Capital Op-Ed

Del. Pamela Beidle, Del. Pam Beidle: Bipartisan work crafted elected school board, Capital, May 1, 2017.

Snider Comment

“In 2016, the delegation had a difficult session trying to change the School Board Nominating Commission to be a less political body.”

In 2007, when the Maryland General Assembly passed the legislation creating the Anne Arundel School Board Nominating Commission (SBNC), a major selling point was that it would be less political than an elected school board. A similar debate occurred over Maryland’s Judicial Nominating Commission (which was the model for the SBNC), where it was universally agreed that selecting judges by commission rather than elections would be less “political.” The word “political” in Anne Arundel County public discourse has become so debased as to become meaningless except as a term of disparagement.

‘House Bill 716 passed the delegation with 14 votes out of 15 delegates. It passed the House unanimously and passed the Senate with just one vote in opposition.”

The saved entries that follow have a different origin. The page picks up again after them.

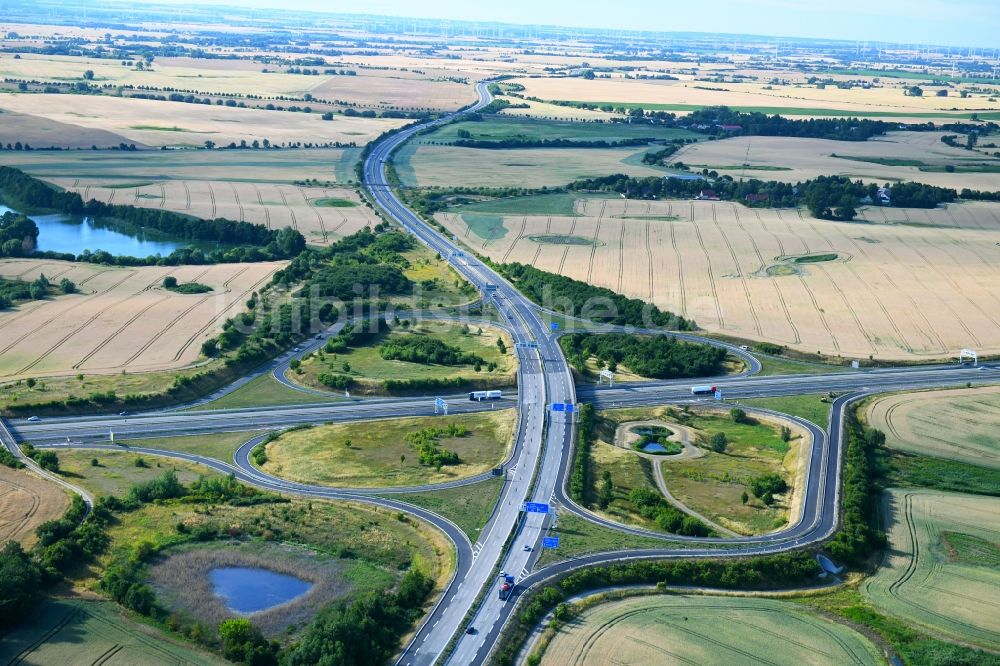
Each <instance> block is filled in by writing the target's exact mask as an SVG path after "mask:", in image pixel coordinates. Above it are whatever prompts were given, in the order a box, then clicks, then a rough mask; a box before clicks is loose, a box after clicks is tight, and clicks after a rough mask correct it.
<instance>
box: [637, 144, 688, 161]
mask: <svg viewBox="0 0 1000 666" xmlns="http://www.w3.org/2000/svg"><path fill="white" fill-rule="evenodd" d="M691 142H693V140H692V141H691ZM687 143H689V142H688V141H687V140H685V139H672V140H671V141H668V142H667V145H666V146H665V147H663V148H661V149H660V150H654V151H651V152H648V153H646V154H645V155H643V156H642V163H643V164H651V165H653V166H666V164H667V159H668V158H669V157H670V156H671V155H673V154H674V153H676V152H677V151H678V150H680V149H681V148H683V147H684V145H685V144H687Z"/></svg>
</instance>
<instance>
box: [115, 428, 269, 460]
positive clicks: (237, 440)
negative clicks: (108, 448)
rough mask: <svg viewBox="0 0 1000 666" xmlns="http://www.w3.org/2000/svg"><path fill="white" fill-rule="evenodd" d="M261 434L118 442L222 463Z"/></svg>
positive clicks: (228, 434) (128, 445)
mask: <svg viewBox="0 0 1000 666" xmlns="http://www.w3.org/2000/svg"><path fill="white" fill-rule="evenodd" d="M259 434H260V433H259V432H254V431H251V430H246V431H243V432H224V433H218V434H214V435H190V436H187V437H156V438H150V439H129V440H122V441H119V442H116V443H117V444H119V445H121V446H123V447H126V446H138V447H145V448H149V449H166V450H167V451H178V452H180V453H194V454H196V455H199V456H206V457H208V458H215V459H216V460H221V461H222V462H232V461H233V453H234V452H235V451H236V449H238V448H239V447H240V446H241V445H242V444H243V443H244V442H246V441H247V440H248V439H250V438H251V437H254V436H256V435H259Z"/></svg>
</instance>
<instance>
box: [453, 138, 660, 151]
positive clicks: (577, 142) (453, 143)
mask: <svg viewBox="0 0 1000 666" xmlns="http://www.w3.org/2000/svg"><path fill="white" fill-rule="evenodd" d="M654 141H656V138H655V137H647V138H641V137H637V138H629V139H620V140H618V141H608V140H606V139H583V140H575V139H530V138H525V137H512V138H509V139H501V140H499V141H490V140H487V139H467V138H460V139H456V140H455V141H453V142H452V144H451V145H453V146H458V147H460V148H485V149H492V150H506V149H511V148H622V147H625V146H645V145H646V144H649V143H652V142H654Z"/></svg>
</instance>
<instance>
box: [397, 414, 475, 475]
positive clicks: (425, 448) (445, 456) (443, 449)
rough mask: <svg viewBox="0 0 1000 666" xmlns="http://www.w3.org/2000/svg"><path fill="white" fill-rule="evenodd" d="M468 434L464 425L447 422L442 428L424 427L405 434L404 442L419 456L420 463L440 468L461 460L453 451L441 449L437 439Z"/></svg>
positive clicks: (452, 436) (459, 462) (438, 440)
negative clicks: (414, 450)
mask: <svg viewBox="0 0 1000 666" xmlns="http://www.w3.org/2000/svg"><path fill="white" fill-rule="evenodd" d="M467 434H469V432H468V430H466V428H465V426H460V425H458V424H456V423H449V424H448V426H447V427H444V428H424V429H423V430H418V431H416V432H411V433H410V434H408V435H407V436H406V442H407V443H408V444H409V445H410V446H412V447H413V449H414V450H415V451H416V452H417V454H418V455H419V456H420V464H421V465H426V466H428V467H434V468H436V469H441V467H443V466H444V465H457V464H459V463H460V462H462V461H461V460H460V459H459V457H458V454H457V453H455V452H454V451H449V450H447V449H442V448H441V446H440V445H439V440H440V439H441V438H442V437H465V436H466V435H467Z"/></svg>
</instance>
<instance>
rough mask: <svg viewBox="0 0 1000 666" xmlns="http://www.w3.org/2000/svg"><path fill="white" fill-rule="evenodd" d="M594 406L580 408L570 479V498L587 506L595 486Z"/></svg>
mask: <svg viewBox="0 0 1000 666" xmlns="http://www.w3.org/2000/svg"><path fill="white" fill-rule="evenodd" d="M595 418H596V417H595V416H594V406H593V405H591V404H589V403H587V404H584V405H582V406H581V407H580V413H579V414H578V419H579V420H578V421H577V425H576V446H574V447H573V471H572V472H571V473H570V477H569V496H570V497H571V498H573V499H574V500H575V501H577V502H579V503H580V504H587V501H588V499H589V495H590V489H591V487H592V486H593V476H594V471H593V464H592V462H591V460H590V450H591V446H592V445H593V439H594V425H595Z"/></svg>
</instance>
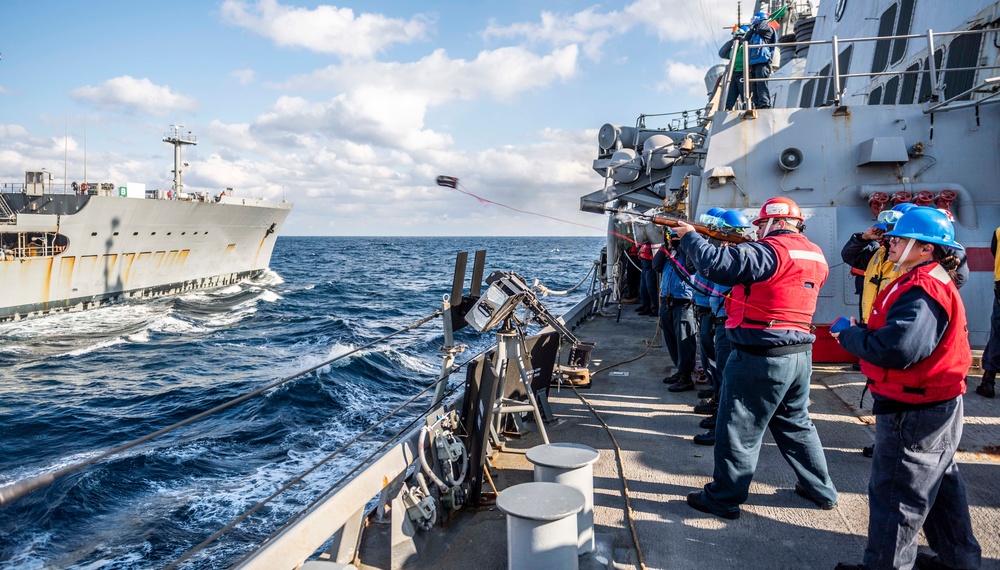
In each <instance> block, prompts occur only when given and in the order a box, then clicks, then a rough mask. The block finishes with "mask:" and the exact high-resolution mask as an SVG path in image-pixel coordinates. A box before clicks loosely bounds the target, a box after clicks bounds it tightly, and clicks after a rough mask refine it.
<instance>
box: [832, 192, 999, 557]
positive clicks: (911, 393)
mask: <svg viewBox="0 0 1000 570" xmlns="http://www.w3.org/2000/svg"><path fill="white" fill-rule="evenodd" d="M886 235H887V236H889V239H890V246H889V259H890V260H891V261H892V262H893V263H895V264H896V265H897V266H898V267H899V268H900V271H901V274H900V276H899V277H898V278H897V279H896V280H895V281H893V282H892V283H890V284H889V285H888V286H887V287H885V288H883V289H882V291H881V292H879V294H878V296H877V297H876V298H875V303H874V306H873V307H872V312H871V315H870V317H869V320H868V323H867V325H865V324H861V325H859V324H858V323H857V320H856V319H854V318H852V319H851V324H852V326H850V327H848V328H846V329H844V330H843V331H841V332H839V333H834V336H835V338H837V340H838V341H839V342H840V345H841V346H842V347H843V348H844V349H846V350H847V351H848V352H850V353H852V354H855V355H857V356H858V357H860V358H861V372H862V374H864V375H865V376H866V377H867V378H868V387H869V388H870V389H871V392H872V396H873V398H874V404H873V405H872V413H873V414H874V415H875V453H874V457H873V458H872V471H871V477H870V478H869V482H868V506H869V517H868V544H867V546H866V547H865V552H864V563H863V564H861V565H849V564H843V563H842V564H839V565H838V566H837V568H838V569H841V570H846V569H851V568H866V569H868V570H877V569H881V568H911V567H913V565H914V564H916V566H917V567H918V568H979V567H980V563H981V556H982V553H981V549H980V547H979V543H978V542H976V539H975V537H974V536H973V534H972V522H971V519H970V517H969V503H968V500H967V498H966V492H965V482H964V481H963V479H962V475H961V473H959V470H958V464H957V463H955V451H956V450H957V448H958V445H959V442H960V441H961V439H962V411H963V406H962V394H964V393H965V389H966V384H965V375H966V373H968V371H969V366H970V365H971V363H972V354H971V350H970V347H969V334H968V326H967V321H966V316H965V306H964V305H963V303H962V298H961V296H960V295H959V294H958V287H956V285H955V282H954V278H955V270H956V269H957V268H958V264H959V260H958V258H957V257H956V256H955V254H954V252H955V250H961V249H963V248H962V246H961V245H960V244H958V243H957V242H956V241H955V229H954V227H953V226H952V224H951V222H950V221H949V220H948V218H947V217H946V216H945V215H944V213H942V212H940V211H938V210H935V209H933V208H913V209H911V210H910V211H908V212H906V213H905V214H903V216H902V217H901V218H900V219H899V221H897V222H896V225H895V227H894V228H893V229H892V230H891V231H889V232H886ZM921 528H923V530H924V534H925V536H926V537H927V543H928V544H929V545H930V547H931V549H932V550H933V551H934V553H933V554H928V553H919V554H918V553H917V534H918V533H919V531H920V529H921Z"/></svg>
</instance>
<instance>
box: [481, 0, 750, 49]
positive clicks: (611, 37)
mask: <svg viewBox="0 0 1000 570" xmlns="http://www.w3.org/2000/svg"><path fill="white" fill-rule="evenodd" d="M732 4H734V3H733V2H725V1H724V0H637V1H636V2H633V3H631V4H629V5H627V6H625V7H624V8H623V9H622V10H620V11H619V10H611V11H608V12H598V11H597V8H596V7H589V8H586V9H584V10H581V11H579V12H575V13H572V14H557V13H553V12H542V13H541V15H540V16H539V20H538V22H530V23H529V22H519V23H515V24H511V25H507V26H501V25H498V24H496V23H494V22H491V23H490V25H489V26H488V27H487V28H486V30H484V31H483V37H484V38H485V39H487V40H489V39H493V38H500V39H512V38H513V39H517V38H521V39H523V40H524V41H526V42H530V43H533V44H537V43H545V44H550V45H553V46H562V45H568V44H579V45H582V46H583V53H584V54H585V55H586V56H587V57H588V58H590V59H592V60H599V59H601V49H602V48H603V47H604V44H605V43H606V42H607V41H608V40H610V39H611V38H613V37H616V36H622V35H625V34H627V33H629V32H630V31H631V30H634V29H636V28H643V29H649V30H651V31H652V32H653V33H655V34H656V35H657V37H658V39H659V40H661V41H669V42H690V41H695V42H698V43H699V44H701V45H702V46H704V45H716V44H717V43H718V41H719V38H721V37H723V35H724V34H723V33H722V31H723V28H725V27H727V26H730V25H732V24H733V23H735V22H736V9H735V6H732ZM640 38H641V36H637V37H636V39H640ZM654 47H655V46H654ZM716 49H718V48H717V47H716Z"/></svg>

In 2007, the legislation creating the SBNC also was passed by bipartisan consensus. It passed the House 136-2 and the Senate 45-1. But, as it turned out, that consensus was a sign of a failed, not a successful, democratic process, as during the 2017 session the 2007 SBNC legislation was universally derided. For a description of the similar herd-like, bipartisan process that occurred in 2007, see my post “Post-Mortem on the School Board Reform Legislation,”, April 24, 2007—almost exactly one decade ago. To paraphrase a famous philosopher of history, those who do not learn from history, including personal history, are doomed to repeat it.